A forward pack including both Jay and Ted Chapelhow will provide the hard yards, along with Sam Wilde and the feared Macgraff Leuluai. With Smith, Danny Craven and Joe Lyons as half-back options, Widnes can catch teams off guard as all three can continuously rotate, something of a tactic that has paid off for clubs in the past.
Though they remain part-time due to their difficulties, Widnes will challenge for the play-offs in what should be yet another almighty race. The real test is whether they can be consistent enough to achieve it, especially against the bigger teams.
York City Knights
York are a club that are liked by many and they stunned all with a third place finish last year. Given their recruitment and the look of their overall squad, they look set for yet another strong season.

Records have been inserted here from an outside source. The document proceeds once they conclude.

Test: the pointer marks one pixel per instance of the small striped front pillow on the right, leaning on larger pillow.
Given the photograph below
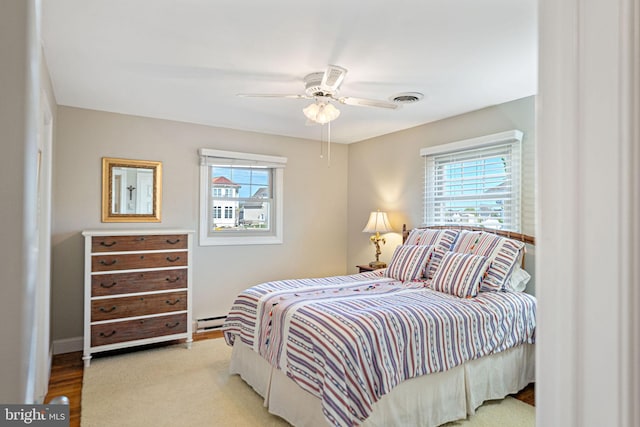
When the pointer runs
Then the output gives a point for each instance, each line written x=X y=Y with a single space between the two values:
x=460 y=274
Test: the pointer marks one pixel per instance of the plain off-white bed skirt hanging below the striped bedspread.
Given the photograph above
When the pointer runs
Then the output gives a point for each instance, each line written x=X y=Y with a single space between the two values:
x=430 y=400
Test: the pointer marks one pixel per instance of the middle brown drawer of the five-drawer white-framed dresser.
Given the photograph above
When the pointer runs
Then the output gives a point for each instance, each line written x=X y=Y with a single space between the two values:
x=145 y=281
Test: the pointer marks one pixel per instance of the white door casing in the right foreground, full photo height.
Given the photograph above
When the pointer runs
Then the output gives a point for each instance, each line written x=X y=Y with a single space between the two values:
x=588 y=186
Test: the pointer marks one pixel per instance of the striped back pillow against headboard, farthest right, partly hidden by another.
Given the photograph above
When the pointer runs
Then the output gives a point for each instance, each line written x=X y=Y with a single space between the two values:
x=504 y=255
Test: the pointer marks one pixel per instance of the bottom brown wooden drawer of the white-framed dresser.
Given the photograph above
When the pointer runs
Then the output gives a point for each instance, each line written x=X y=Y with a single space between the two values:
x=115 y=332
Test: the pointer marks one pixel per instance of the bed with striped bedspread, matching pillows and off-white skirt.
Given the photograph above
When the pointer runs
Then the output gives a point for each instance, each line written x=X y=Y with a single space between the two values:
x=425 y=341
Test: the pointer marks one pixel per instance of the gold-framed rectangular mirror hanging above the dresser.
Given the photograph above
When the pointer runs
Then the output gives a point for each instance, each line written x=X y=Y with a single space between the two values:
x=131 y=190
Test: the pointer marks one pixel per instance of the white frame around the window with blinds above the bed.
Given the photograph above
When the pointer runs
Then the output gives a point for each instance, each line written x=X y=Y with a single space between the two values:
x=512 y=138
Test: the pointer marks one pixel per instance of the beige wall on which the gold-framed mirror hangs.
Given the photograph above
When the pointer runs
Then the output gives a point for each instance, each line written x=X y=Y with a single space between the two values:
x=315 y=206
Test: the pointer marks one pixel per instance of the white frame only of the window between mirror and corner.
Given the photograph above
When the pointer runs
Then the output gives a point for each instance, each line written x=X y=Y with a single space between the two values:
x=240 y=237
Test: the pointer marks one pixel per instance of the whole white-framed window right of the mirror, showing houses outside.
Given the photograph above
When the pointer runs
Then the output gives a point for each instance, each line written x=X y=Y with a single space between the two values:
x=241 y=198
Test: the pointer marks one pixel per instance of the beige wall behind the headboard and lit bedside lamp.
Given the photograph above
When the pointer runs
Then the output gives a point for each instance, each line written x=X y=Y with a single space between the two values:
x=387 y=173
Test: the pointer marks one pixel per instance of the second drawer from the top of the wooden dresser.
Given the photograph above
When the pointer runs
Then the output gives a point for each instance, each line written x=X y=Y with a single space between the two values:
x=134 y=261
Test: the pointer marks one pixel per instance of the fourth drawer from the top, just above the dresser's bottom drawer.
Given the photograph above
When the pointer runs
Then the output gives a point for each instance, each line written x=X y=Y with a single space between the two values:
x=118 y=308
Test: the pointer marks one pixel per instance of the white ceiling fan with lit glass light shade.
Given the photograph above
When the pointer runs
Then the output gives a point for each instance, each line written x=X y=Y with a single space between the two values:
x=323 y=88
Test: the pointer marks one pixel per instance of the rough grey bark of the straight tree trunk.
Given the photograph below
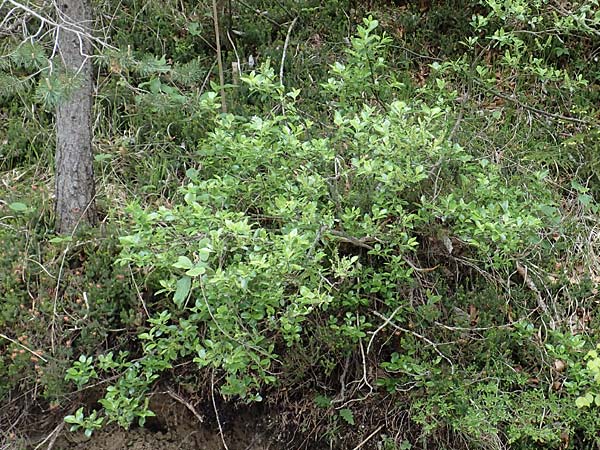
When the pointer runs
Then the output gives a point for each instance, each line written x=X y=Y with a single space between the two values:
x=75 y=190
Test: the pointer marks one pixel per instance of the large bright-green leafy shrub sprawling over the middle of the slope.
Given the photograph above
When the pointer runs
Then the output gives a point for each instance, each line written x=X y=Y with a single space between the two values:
x=288 y=224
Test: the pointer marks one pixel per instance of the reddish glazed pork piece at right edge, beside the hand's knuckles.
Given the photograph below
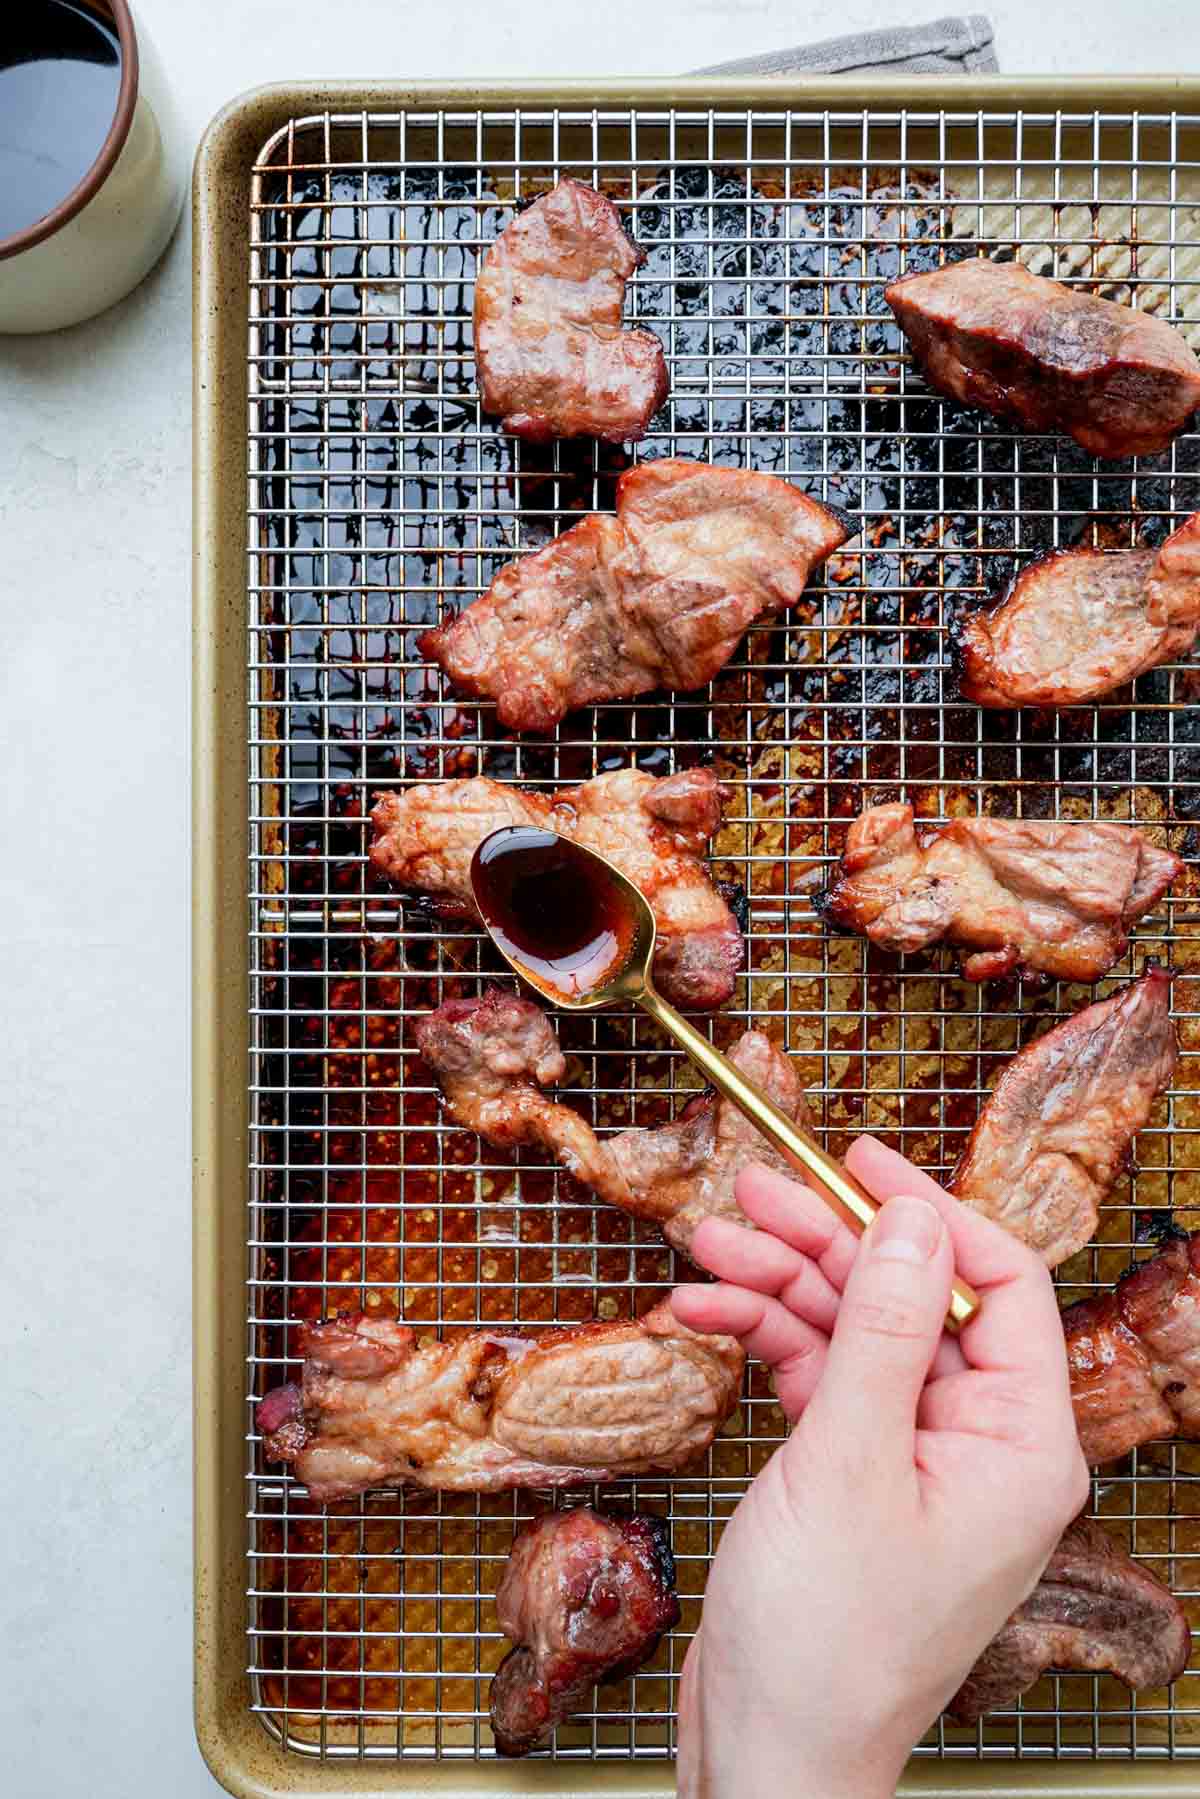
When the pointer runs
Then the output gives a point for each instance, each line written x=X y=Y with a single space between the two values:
x=1134 y=1356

Danny Washbrook, Jordan Baldwinson and Chris Clarkson all arrive from Super League, joined by James Green and former Halifax duo Ben Johnston and Will Sharp. Coach James Ford is easily capable of getting the very best out of such players, having already worked his magic since 2015.
They already add to highly talented players such as Matty Marsh, Connor Robinson, Will Jubb and Tim Spears, who played a huge part in their resurgence last season. Though they fell short in the play-offs, such additions could very well be the missing ingredient to potentially take the Knights further.
Having already proved they can match it with the best of this division, York are undoubtedly a future Super League club. Whether that is this season remains to be seen, but they have every chance!